INFO |
Centrosaurus (Lambe,1904) =
Eucentrosaurus
(Chure
& McIntosh,1989)
Centrosaurus > C.apertus
(Lambe,1904)
>> Monoclonius
dawsoni (Lambe,1902)
{Centrosaurus flexus} Monoclonius
flexus (Brown,1914)
{Centrosaurus cutleri} Monoclonius
cutleri (Brown,1917) Centrosaurus
longirostris (Sternberg,1940)
The horned dinosaur Centrosaurus ("well-horned
lizard") resembled a large rhinoceros. Like the rhinoceros, it had a
heavy head, strong shoulders, pillar-like legs, broadhoofed toes, a
small tail, and a long, pointed nasal horn. In Centrosaurus,
the massive head also had two small brown horns above the eyes.
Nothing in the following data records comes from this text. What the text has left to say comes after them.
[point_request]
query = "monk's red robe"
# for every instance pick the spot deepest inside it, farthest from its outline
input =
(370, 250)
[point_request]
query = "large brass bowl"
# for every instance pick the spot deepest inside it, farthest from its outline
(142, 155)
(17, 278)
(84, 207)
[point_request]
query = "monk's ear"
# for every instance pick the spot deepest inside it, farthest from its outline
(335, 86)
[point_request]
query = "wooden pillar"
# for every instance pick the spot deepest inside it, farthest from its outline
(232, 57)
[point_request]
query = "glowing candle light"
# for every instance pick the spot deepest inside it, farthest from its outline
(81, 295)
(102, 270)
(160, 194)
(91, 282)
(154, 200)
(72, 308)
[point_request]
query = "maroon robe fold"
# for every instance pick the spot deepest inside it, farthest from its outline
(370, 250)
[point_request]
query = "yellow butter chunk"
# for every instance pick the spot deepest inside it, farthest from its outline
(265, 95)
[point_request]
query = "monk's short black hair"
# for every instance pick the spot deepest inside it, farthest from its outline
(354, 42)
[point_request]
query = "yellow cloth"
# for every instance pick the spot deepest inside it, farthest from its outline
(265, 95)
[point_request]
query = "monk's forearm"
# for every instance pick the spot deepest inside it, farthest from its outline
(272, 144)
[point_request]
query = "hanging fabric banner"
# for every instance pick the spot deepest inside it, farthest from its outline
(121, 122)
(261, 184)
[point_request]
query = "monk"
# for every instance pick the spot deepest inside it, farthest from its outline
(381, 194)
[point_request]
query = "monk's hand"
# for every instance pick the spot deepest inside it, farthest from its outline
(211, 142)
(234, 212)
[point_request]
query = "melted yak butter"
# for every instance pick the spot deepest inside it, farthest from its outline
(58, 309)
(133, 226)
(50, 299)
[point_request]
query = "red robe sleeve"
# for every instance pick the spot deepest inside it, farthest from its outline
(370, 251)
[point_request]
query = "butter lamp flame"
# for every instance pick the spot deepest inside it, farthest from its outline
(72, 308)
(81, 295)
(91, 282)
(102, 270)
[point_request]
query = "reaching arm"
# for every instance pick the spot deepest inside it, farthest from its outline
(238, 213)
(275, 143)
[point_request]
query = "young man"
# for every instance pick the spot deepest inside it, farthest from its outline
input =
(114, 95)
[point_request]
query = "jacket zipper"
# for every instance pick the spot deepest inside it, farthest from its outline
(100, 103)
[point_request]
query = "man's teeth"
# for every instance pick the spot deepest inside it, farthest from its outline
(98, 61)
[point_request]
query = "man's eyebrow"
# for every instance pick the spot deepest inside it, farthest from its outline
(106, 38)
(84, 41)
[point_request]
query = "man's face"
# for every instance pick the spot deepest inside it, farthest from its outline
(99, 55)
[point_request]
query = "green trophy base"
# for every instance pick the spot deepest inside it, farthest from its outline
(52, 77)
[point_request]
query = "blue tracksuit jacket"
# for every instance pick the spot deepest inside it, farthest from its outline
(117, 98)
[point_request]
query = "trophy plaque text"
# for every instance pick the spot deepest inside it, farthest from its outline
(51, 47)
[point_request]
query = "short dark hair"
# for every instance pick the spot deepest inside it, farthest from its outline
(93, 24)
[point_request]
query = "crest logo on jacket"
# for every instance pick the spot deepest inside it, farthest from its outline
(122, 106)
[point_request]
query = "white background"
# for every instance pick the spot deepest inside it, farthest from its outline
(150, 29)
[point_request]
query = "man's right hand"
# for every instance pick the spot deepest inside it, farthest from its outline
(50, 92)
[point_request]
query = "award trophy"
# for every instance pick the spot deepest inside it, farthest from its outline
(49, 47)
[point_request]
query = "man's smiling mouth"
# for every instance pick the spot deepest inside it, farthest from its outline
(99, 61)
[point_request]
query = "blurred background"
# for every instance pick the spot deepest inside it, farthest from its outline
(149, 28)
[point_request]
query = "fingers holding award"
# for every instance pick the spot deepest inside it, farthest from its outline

The
original specimen was an isolated crest.
More complete skulls with a large single nose-horn were only
identified later, and the two hook-shaped spurs of bone that face
each other at the very top of the frill are the source of the name,
not the prominent nasal horn as commonly stated. Lambe originally
misidentified a piece of another hook-like bony process that
projects downward over the parietal opening on each side of the
frill as part of a nasal horn.
(The name Centrosaurus Lambe is not preoccupied.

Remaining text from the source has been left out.